El presidente Mas se mofó cruelmente de los ciudadanos proclamando hace un mes, en uno de los más abiertamente panfletarios programas de la televisión nacionalista catalana, que su formación política siempre había priorizado el Estado del Bienestar en Cataluña. ¿Cómo se puede ser tan demagogo? Todos los gobiernos o regímenes nacionalistas han tenido como santo y seña la llamada “construcción nacional”, esa absurda entelequia que esconde la depredación de unas élites insaciables, y los gobiernos convergentes que ha estado padeciendo Cataluña durante 23 años no fueron la excepción ni mucho menos. No sólo eso, sino que acabaron situando nuestra región entre las más deficitarias de la UE en gasto público por habitante. Por si faltaran datos lo suficientemente demoledores, Cataluña es la comunidad autónoma española en la que se da un mayor agravio comparativo entre la calidad de los servicios públicos y sus equivalentes privados.

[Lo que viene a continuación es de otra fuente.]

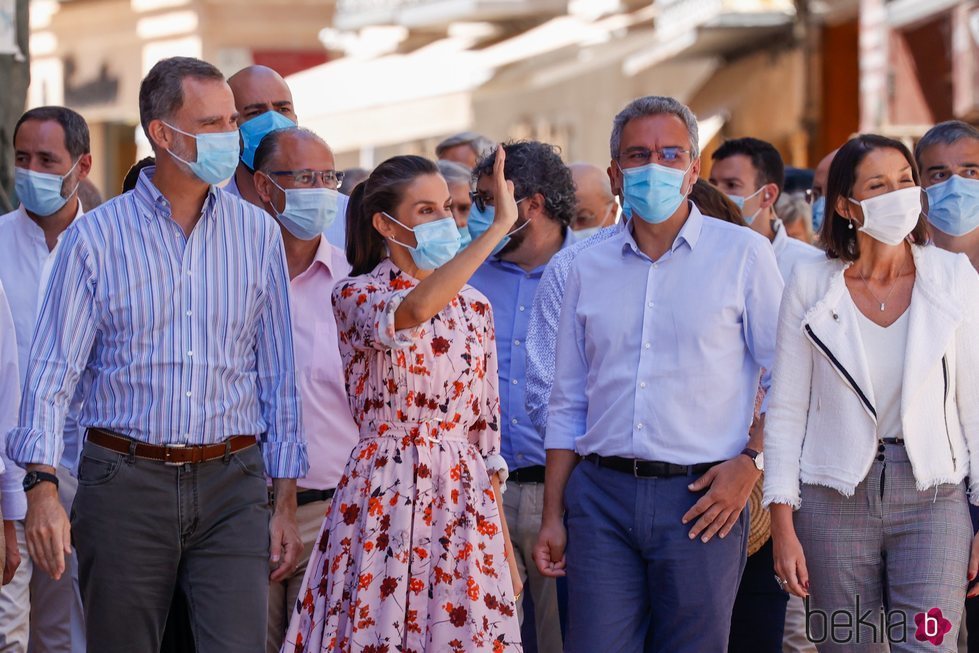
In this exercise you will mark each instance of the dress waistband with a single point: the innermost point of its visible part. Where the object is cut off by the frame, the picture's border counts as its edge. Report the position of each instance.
(433, 430)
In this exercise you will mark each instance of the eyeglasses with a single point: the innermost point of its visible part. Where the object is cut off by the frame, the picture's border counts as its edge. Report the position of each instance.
(330, 178)
(480, 201)
(640, 156)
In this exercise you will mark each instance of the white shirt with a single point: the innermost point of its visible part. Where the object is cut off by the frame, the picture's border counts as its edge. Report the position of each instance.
(23, 253)
(789, 251)
(883, 346)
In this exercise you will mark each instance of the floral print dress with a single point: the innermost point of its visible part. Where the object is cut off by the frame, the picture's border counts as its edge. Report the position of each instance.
(411, 554)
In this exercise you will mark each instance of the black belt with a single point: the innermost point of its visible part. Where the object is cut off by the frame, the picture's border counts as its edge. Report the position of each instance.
(532, 474)
(312, 496)
(647, 468)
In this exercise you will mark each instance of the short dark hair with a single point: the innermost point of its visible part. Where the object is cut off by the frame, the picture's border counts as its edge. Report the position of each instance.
(269, 145)
(945, 133)
(764, 158)
(714, 203)
(838, 238)
(536, 167)
(380, 192)
(162, 92)
(77, 139)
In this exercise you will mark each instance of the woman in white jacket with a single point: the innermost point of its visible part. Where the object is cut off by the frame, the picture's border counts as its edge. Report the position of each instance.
(873, 421)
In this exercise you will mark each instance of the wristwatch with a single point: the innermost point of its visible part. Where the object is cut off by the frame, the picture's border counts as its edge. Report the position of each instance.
(32, 479)
(757, 457)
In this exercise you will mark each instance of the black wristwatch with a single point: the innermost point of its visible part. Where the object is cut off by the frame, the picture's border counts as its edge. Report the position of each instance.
(757, 457)
(32, 479)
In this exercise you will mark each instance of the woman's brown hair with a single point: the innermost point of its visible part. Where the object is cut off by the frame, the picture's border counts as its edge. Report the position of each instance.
(837, 235)
(380, 192)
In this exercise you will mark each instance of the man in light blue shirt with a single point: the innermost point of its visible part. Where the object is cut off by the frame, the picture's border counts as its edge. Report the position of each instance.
(509, 279)
(664, 329)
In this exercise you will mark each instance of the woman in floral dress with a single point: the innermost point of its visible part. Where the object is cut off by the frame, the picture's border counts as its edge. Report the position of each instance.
(412, 556)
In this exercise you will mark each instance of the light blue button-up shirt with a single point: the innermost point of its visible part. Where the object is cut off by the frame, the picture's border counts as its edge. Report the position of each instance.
(660, 360)
(511, 292)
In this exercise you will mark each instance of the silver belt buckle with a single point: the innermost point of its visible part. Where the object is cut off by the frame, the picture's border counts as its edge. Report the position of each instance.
(166, 454)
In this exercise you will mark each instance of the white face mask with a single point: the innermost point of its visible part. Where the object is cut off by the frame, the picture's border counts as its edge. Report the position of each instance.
(890, 217)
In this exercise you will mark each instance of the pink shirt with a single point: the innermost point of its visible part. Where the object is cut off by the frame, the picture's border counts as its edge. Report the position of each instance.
(330, 430)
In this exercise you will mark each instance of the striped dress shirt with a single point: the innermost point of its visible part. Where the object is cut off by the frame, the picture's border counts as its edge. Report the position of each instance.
(187, 340)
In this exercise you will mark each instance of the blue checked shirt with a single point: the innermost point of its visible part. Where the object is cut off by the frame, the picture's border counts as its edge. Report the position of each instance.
(511, 292)
(187, 340)
(660, 360)
(542, 328)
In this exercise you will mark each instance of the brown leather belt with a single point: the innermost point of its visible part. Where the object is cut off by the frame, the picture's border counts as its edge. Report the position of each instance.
(174, 454)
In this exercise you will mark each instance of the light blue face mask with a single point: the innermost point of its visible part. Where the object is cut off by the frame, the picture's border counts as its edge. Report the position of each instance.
(953, 205)
(217, 155)
(308, 211)
(818, 213)
(653, 192)
(253, 131)
(739, 200)
(480, 221)
(438, 241)
(40, 192)
(465, 237)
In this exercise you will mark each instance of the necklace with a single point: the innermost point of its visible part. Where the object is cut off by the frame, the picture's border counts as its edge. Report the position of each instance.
(882, 302)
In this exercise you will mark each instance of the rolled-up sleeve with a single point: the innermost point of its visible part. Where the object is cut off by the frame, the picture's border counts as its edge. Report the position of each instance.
(284, 443)
(63, 339)
(568, 406)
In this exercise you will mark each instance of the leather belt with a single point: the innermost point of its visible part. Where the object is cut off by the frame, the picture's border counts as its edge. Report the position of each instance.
(312, 496)
(647, 468)
(173, 454)
(532, 474)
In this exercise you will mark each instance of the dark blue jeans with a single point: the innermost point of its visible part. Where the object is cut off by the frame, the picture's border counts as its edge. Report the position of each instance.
(636, 582)
(759, 611)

Ahí está el grosero patrocinio de la sanidad y la educación privada y concertada. ¿Todavía queda alguna duda sobre la naturaleza facinerosa de los recortes? Es cierto que el tripartito “de izquierdas” que gobernó Cataluña durante los años 2003 y 2010 (PSC, ERC e ICV-EUiA) ha visto su imagen dañada como consecuencia de la crisis, pero no es menos cierto que nunca supo desmarcarse del pujolismo ni lo intentó, que el hooliganismo y las corruptelas practicadas por ERC no fueron contestadas, y también que la potenciación de la maquinaria nacionalista identitaria ha seguido enturbiando la agenda política. Esta infiltración nacionalista de la izquierda catalana nos ofreció uno de sus frutos podridos en las pasadas elecciones con el humillante derrumbamiento del Partit dels Socialistes de Catalunya (PSC) y el desesperante retorno del catalanismo más conservador. CiU, la secta de los fariseos en Cataluña, punta de lanza de la reacción en España, zapadores del PP y de la nueva ola neocon que nos viene encima, derecha rancia disfrazada de centro moderado, lobby del Gran Capital con denominación de origen. Artur Mas, presidente del gobierno autónomo de Cataluña, y sus devaneos familiares con el fraude fiscal, nuevo Mr. X de la cleptocracia catalanista, vocero y máximo instigador oficial de la desobediencia criptofascista ante la democracia española.